We are all reading about bad behavior in the venture business this summer.  It is not pretty.  The data is right there about how it is more difficult for women founders sitting on the other side of the investor table. Many questions are posed that are inappropriate from “do you plan on having children” to questioning the ability to grow vs seeing the opportunity.  As a founder, you want to push back and change the conversation but then you have to wonder if you really want those investors to put money in your business.  It is a serious catch-22.  I do believe it is getting better but we are certainly not where we should be.

Every day there are new businesses coming at investors.  It is an incredible time and we will look back at this time in history as a time when new businesses changed everything for the next generation.  I can point to Tesla, Cryptocurrencies, and even Justin’s Peanut Butter.

As an investor, I stick to one investment per vertical.  I believe that if you bet on a space, you pick one company and get behind it.  Otherwise, how can an investor be involved and know information around multiple companies in one vertical that are competing with each other?   This defines one’s moral compass.

I have seen more than a few investors invest in more than a few companies in the same vertical even though they have told the founders of one that they wouldn’t do it and they did anyway.  Early stage investing is such a risk as it is.  Mitigating your risk by putting money into several companies in the same space competing against each other is about greed and once again spotlights that investors hold all the cards.  Not ok.

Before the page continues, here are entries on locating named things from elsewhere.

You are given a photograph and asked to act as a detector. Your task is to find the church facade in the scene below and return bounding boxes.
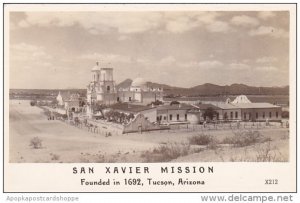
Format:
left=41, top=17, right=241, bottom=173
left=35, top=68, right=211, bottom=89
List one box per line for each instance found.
left=87, top=62, right=163, bottom=110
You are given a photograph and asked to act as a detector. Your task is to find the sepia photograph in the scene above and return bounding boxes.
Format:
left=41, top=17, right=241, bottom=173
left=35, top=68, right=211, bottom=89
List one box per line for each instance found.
left=4, top=4, right=297, bottom=192
left=9, top=6, right=289, bottom=163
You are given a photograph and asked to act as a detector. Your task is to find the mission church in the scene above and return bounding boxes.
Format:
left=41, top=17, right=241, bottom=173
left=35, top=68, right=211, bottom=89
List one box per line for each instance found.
left=87, top=62, right=163, bottom=105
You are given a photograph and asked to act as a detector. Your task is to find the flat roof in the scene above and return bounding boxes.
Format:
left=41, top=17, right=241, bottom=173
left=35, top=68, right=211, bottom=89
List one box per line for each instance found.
left=157, top=104, right=195, bottom=110
left=234, top=103, right=280, bottom=109
left=110, top=103, right=155, bottom=113
left=216, top=103, right=280, bottom=109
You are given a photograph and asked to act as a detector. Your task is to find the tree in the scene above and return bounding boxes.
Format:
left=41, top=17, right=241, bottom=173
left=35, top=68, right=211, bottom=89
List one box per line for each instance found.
left=170, top=101, right=180, bottom=106
left=148, top=100, right=163, bottom=106
left=30, top=100, right=36, bottom=106
left=203, top=107, right=217, bottom=120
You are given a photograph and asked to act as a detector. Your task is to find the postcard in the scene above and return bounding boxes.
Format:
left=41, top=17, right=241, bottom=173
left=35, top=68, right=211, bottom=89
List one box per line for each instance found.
left=3, top=4, right=297, bottom=192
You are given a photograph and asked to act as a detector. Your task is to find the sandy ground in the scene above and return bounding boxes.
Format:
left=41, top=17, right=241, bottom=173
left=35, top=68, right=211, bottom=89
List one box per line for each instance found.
left=9, top=100, right=289, bottom=163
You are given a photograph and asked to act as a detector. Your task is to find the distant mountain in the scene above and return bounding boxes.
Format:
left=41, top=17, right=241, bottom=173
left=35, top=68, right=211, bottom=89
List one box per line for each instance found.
left=117, top=79, right=289, bottom=97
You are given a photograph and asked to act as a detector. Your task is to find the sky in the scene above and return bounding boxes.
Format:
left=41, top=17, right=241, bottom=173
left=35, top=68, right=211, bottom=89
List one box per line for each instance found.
left=9, top=11, right=289, bottom=89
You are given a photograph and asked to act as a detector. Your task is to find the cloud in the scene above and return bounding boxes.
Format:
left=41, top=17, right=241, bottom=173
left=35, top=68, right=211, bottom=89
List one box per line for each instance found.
left=256, top=56, right=278, bottom=63
left=158, top=56, right=176, bottom=66
left=18, top=12, right=161, bottom=34
left=166, top=15, right=201, bottom=33
left=206, top=21, right=231, bottom=33
left=255, top=66, right=278, bottom=71
left=10, top=42, right=52, bottom=61
left=14, top=12, right=229, bottom=35
left=229, top=63, right=250, bottom=70
left=198, top=60, right=223, bottom=68
left=79, top=53, right=131, bottom=63
left=257, top=11, right=276, bottom=20
left=249, top=26, right=289, bottom=38
left=230, top=15, right=259, bottom=27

Greed is unattractive.  When you start to look at the investors for your company there are several factors to be looked at.  You want an investor who gets your business, can provide intellectual value as well as financial value, you want to connect with them and more importantly, you want to trust them.  Dig deep and see what their moral compass is before you take someone’s capital.  As founders and investors, we all want to see success but I can not and will not be involved with someone who has lost their moral compass.